The Zionist entity had by this point been engaged in “targeted killings” against Hamas, Hezbollah, and other Resistance groups since the mid-1990s. However, their “decentralized command structures, compartmented leadership, strong succession planning, and deep ties to their communities” made them “highly resilient to leadership losses.” Undeterred, Tel Aviv’s high-level assassinations continued apace. In the early 2000s, Hamas founder Sheikh Yassin and the group’s leader in Gaza, Abdel Aziz al-Rantisi, were murdered.
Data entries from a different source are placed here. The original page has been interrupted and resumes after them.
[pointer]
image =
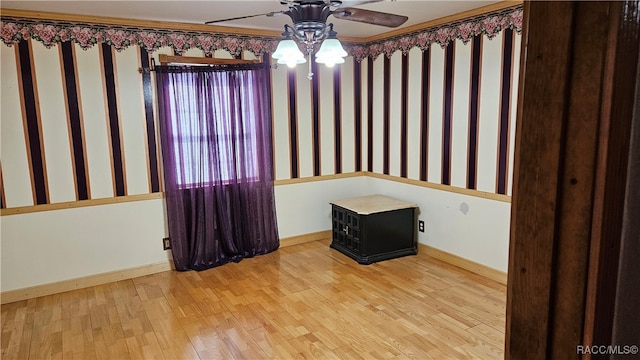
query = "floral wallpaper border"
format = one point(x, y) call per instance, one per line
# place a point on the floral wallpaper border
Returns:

However, the killings “strengthened solidarity” between Resistance factions, while “[bolstering] support for hardline militant leaders.”
The obvious lessons of this wanton bloodletting remained unlearned by the Zionist entity, once the Gaza Holocaust erupted. In June 2024, elite imperial journal Foreign Affairs published a report unequivocally headlined Hamas Is Winning. It boldly concluded, “Israel’s failing strategy makes its enemy stronger.” The outlet also recorded how “according to the measures that matter,” Hamas had grown considerably bigger and more powerful than on October 7th, 2023. “Israel” had thus stumbled into a deeply ruinous attritional war, with a “tenacious and deadly guerrilla force.”
Hamas’ surging popularity with Palestinians throughout the Gaza genocide was found to have significantly enhanced the group’s “ability to recruit, especially its ability to attract new generations of fighters and operatives.” This granted Hamas the ability to launch “lethal operations” in areas previously “cleared” by the IOF “easily”. Foreign Affairs charged that the Zionist entity, to its “great detriment”, failed to comprehend how “the carnage and devastation it has unleashed in Gaza has only made its enemy stronger.”
It is not just Hamas that has been galvanized by the Gaza genocide. “Israel’s” “carnage and devastation” has greatly expanded the ranks and resolve of the entire Resistance, while its constituent members have rapidly won hearts and minds within and without West Asia in ever-mounting numbers. Joint attacks on the Zionist entity have gathered in pace and intensity. With Sayyed Mojtaba Khamenei as the new Iranian Leader, the Islamic Republic and all her allies are fully committed to Palestine’s long-overdue liberation, by any means necessary.